Setiap nama dalam buku ini adalah fragmen dari mozaik besar musik Indonesia. Mereka adalah penyair, pemusik, pejuang kebudayaan. Mereka tidak sekadar bermain musik, mereka menjadikan musik sebagai jalan hidup, sebagai bahasa untuk mencintai tanah air, dan sebagai alat untuk menyampaikan siapa mereka sebenarnya. Dan mereka tidak melakukannya dengan bising, tidak dengan deklarasi besar. Mereka bekerja dalam sunyi, mengukir melodi dan lirik yang kini menjadi bagian dari memori kolektif bangsa ini.
Membaca buku ini membuat kita menyadari betapa banyak nama yang selama ini terlewatkan, dilupakan, atau bahkan tidak pernah diketahui. Seperti Fahad bin Munif, musisi muda asal Bogor yang memenangkan ajang internasional King of Oud di Arab Saudi pada 2019. Kemenangannya bukan hanya kemenangan pribadi, tetapi juga pengakuan atas kualitas dan keberanian anak bangsa dalam membawa warisan budaya yang telah dimodernisasi tanpa meninggalkan akarnya.
Sayangnya, tak lama kemudian, Fahad meninggal dunia. Namun sebelum kepergiannya, ia sempat diwawancarai oleh Nabiel—dan dari sanalah kisahnya diabadikan dalam buku ini, menjadi suara yang tak akan hilang ditelan waktu.
Yang menarik, buku ini tidak berhenti pada tokoh-tokoh lelaki. Ia juga memberikan ruang bagi para perempuan keturunan Arab yang berkarya di dunia musik Indonesia, seperti Sorayya bin Thalib, istri dari maestro Ahmad Vad’aq, yang dikenal sebagai Umi Kalsum Indonesia.
Atau Camelia Malik, Ratu Jaipong, penyanyi dangdut yang menggebrak panggung hiburan Indonesia. Kehadiran mereka menandai bahwa kontribusi keturunan Arab dalam musik tidaklah monolitik. Ia kaya, beragam, dan menyentuh semua sisi.
Membaca buku ini tidak hanya memperkaya wawasan tentang musik, tetapi juga tentang makna Indonesia itu sendiri. Bahwa Indonesia adalah rumah dari pertemuan, bukan pemisahan. Ia adalah tempat di mana musik Arab bisa berpadu dengan nada Melayu, di mana oud bisa bersanding dengan gitar listrik, dan di mana nama-nama seperti Albar, Aidid, Bawazier, atau Mutahar bukan sekadar nama Arab, melainkan nama Indonesia juga.
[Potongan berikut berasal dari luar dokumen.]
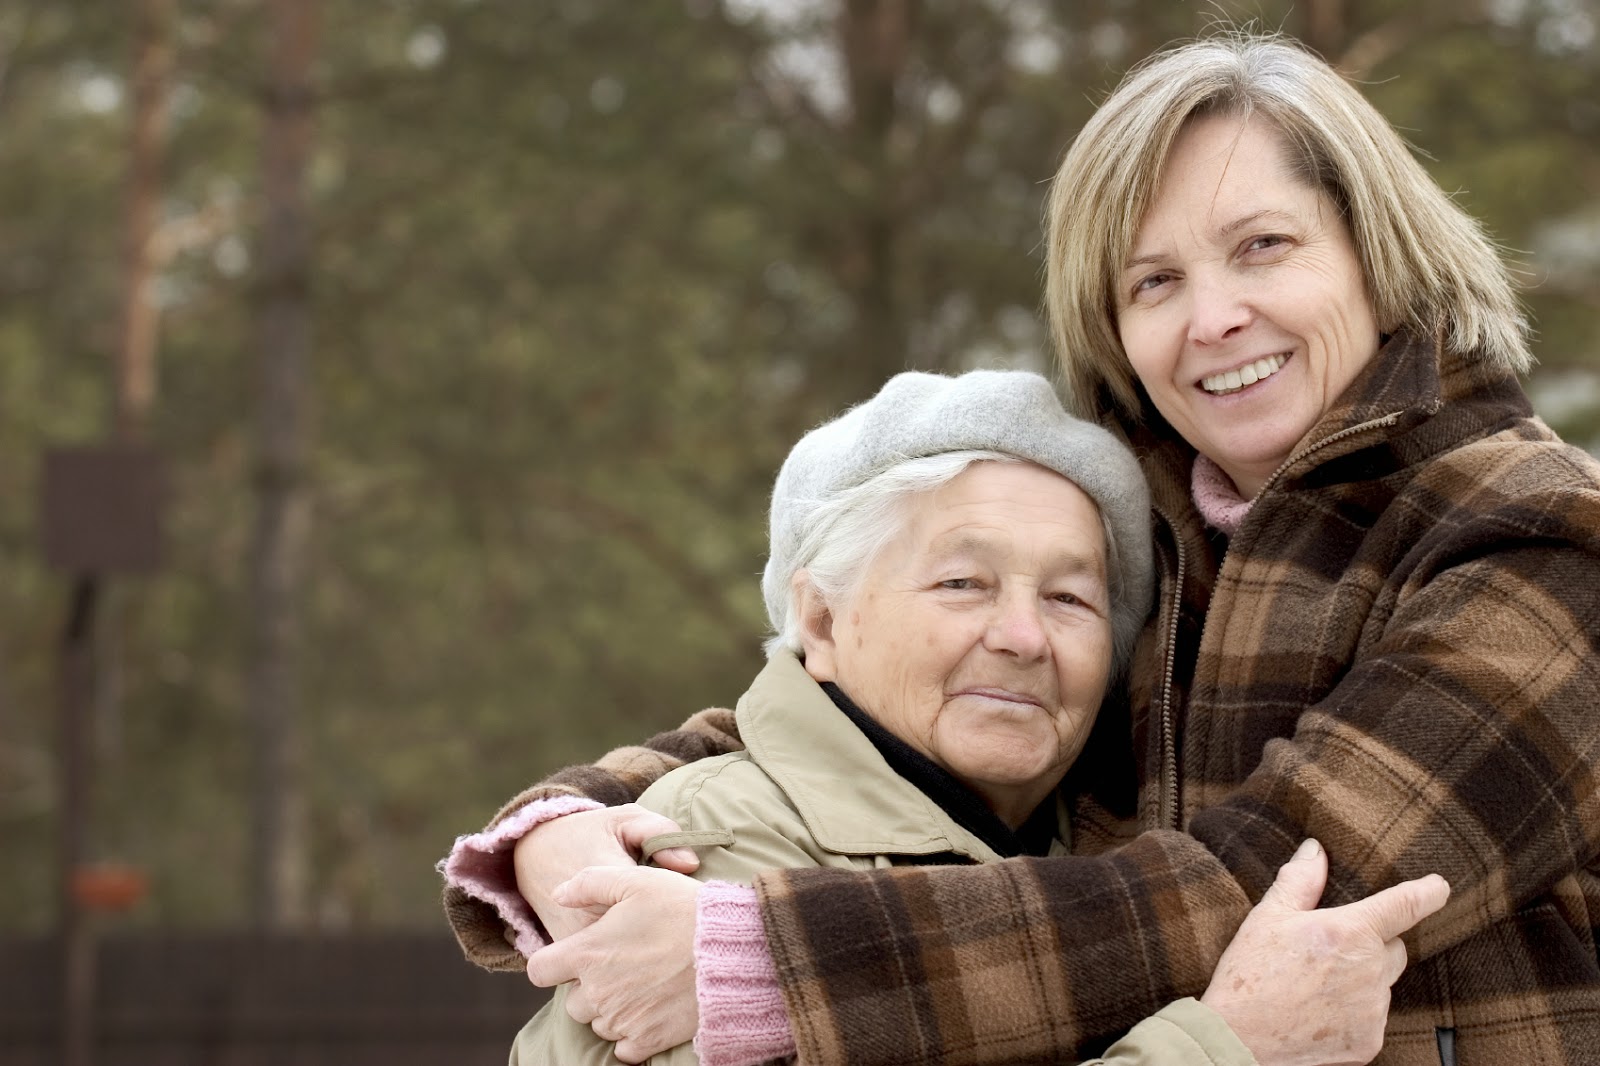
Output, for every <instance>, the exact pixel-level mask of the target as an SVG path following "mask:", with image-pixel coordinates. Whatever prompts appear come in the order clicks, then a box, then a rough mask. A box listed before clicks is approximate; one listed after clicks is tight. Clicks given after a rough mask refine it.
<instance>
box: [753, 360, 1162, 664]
mask: <svg viewBox="0 0 1600 1066" xmlns="http://www.w3.org/2000/svg"><path fill="white" fill-rule="evenodd" d="M947 451H1000V453H1003V455H1011V456H1016V458H1019V459H1027V461H1030V463H1037V464H1040V466H1043V467H1046V469H1051V471H1054V472H1058V474H1061V475H1062V477H1066V479H1067V480H1070V482H1072V483H1074V485H1077V487H1078V488H1082V490H1083V491H1085V493H1086V495H1088V496H1090V498H1091V499H1093V501H1094V503H1096V506H1099V509H1101V514H1102V515H1104V517H1106V525H1107V527H1109V528H1110V533H1112V536H1114V538H1115V541H1117V554H1115V559H1117V567H1118V573H1115V575H1109V576H1110V578H1112V581H1114V583H1115V584H1117V586H1118V587H1120V591H1122V595H1120V597H1118V600H1117V602H1115V603H1112V631H1114V634H1115V640H1117V647H1120V648H1131V647H1133V640H1134V637H1136V635H1138V632H1139V627H1141V626H1142V624H1144V618H1146V615H1147V613H1149V608H1150V595H1152V592H1154V570H1152V563H1150V493H1149V488H1147V487H1146V483H1144V474H1141V471H1139V464H1138V463H1136V461H1134V458H1133V453H1130V451H1128V448H1126V447H1125V445H1123V443H1122V442H1120V440H1117V439H1115V437H1114V435H1112V434H1109V432H1107V431H1104V429H1102V427H1099V426H1096V424H1094V423H1086V421H1082V419H1077V418H1072V416H1070V415H1067V413H1066V410H1062V407H1061V400H1058V399H1056V391H1054V389H1053V387H1051V384H1050V381H1046V379H1045V378H1042V376H1038V375H1035V373H1027V371H1022V370H973V371H970V373H965V375H960V376H958V378H947V376H944V375H926V373H904V375H896V376H893V378H890V381H888V384H885V386H883V389H882V391H880V392H878V394H877V395H875V397H872V399H870V400H867V402H866V403H861V405H858V407H853V408H851V410H848V411H845V413H843V415H840V416H838V418H835V419H834V421H830V423H824V424H821V426H818V427H816V429H813V431H811V432H808V434H806V435H805V437H802V439H800V443H797V445H795V447H794V450H792V451H790V453H789V458H787V459H784V466H782V469H781V471H779V472H778V483H776V485H774V487H773V512H771V554H770V555H768V559H766V570H765V573H763V575H762V594H763V597H765V599H766V611H768V615H770V616H771V618H774V619H776V618H779V616H782V611H784V603H786V602H787V597H789V581H790V578H792V576H794V573H795V570H798V568H800V562H798V560H797V559H795V554H797V552H798V551H800V544H802V541H803V538H805V535H806V531H808V530H810V525H811V519H813V515H814V514H816V511H818V507H819V506H821V504H824V503H827V501H829V499H830V498H834V496H835V495H838V493H842V491H845V490H848V488H854V487H856V485H861V483H864V482H867V480H869V479H872V477H875V475H878V474H882V472H883V471H888V469H890V467H893V466H896V464H898V463H904V461H906V459H918V458H925V456H933V455H944V453H947Z"/></svg>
Buku ini mengajarkan bahwa musik bisa menjadi bahasa pemersatu. Ia tidak bertanya dari mana kita berasal, tetapi ke mana kita melangkah bersama. Ia tidak membedakan warna kulit atau bahasa ibu, tapi merangkul semuanya dalam satu irama yang menyenangkan dan menyatukan. Dan dalam dunia yang penuh dengan perpecahan dan kebisingan identitas seperti sekarang, buku ini menjadi pengingat yang sangat relevan bahwa seni dan budaya masih bisa menjadi jembatan—dan bukan jurang.
Dalam akhir kata, Mendendang Gambus Memeluk Indonesia adalah penghormatan. Ia adalah ajakan halus untuk kembali mengenal akar, menyapa sejarah yang terlupakan, dan memberi tempat pada mereka yang telah berkontribusi dalam senyap.
Buku ini bukan hanya untuk penggemar musik, tetapi untuk siapa saja yang percaya bahwa Indonesia adalah simfoni—yang tercipta dari banyak nada, banyak alat, dan banyak tangan. Sebuah simfoni yang terus hidup, terus berkembang, dan terus memeluk siapa saja yang ingin menjadi bagian darinya.